Friday, July 21, 2006

"How Faith Saved The Atheist" - Death With Dignity

A great article in this week's Wall Street Journal. An excerpt:

I complained about all the death-with-dignity pressure to my father's doctor, an Orthodox Jew, who said that his religion forbids the termination of care but that he would be perfectly willing to "look the other way" if we wanted my father to die. We didn't. Then a light bulb went off in my head. We could devise a strategy to fend off the death-happy residents: We would tell them we were Orthodox Jews.

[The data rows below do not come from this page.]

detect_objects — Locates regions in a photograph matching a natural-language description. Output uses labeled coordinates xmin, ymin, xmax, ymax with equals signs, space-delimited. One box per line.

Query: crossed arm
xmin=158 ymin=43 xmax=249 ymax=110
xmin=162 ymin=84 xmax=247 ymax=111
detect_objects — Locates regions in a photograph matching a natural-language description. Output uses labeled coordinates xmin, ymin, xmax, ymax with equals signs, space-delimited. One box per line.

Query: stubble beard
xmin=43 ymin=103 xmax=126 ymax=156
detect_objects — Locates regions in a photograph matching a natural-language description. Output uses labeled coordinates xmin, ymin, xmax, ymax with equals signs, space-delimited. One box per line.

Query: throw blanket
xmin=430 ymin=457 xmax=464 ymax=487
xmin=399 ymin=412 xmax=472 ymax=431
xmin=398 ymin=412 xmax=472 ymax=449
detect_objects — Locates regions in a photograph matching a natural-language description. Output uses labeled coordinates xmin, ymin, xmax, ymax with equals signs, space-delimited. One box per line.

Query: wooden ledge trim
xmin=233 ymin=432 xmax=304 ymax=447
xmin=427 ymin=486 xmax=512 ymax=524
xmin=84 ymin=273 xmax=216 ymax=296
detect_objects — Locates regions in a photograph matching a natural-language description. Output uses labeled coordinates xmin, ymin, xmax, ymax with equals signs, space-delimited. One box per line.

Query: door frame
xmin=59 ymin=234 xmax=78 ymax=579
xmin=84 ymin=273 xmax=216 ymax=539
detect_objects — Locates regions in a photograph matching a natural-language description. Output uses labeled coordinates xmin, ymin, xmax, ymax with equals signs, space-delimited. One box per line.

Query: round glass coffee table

My little ruse worked. During the few days after I announced this faux fact, it was as though an invisible fence had been drawn around my mother, my sister and me. No one dared mutter that hateful phrase "death with dignity."

Read it all.

Update: A strange paragraph, though:
But I'm offended that so many conservative Christians believe that theirs is the only path to salvation. I'm sick of being proselytized. We Jews enjoy a more basic type of faith, a direct relationship to God that requires no salvation, no penitence, no supplication. We do not proselytize. And we don't worry about the next life; we conduct mitzvahs--good deeds--that enhance life for ourselves and others in the here and now. Religion is said to have no grandparents--meaning, we each find our own path to (or away from) faith. Yet it's my grandparents' faith--and not my father's Jewish atheism--to which I find myself being drawn.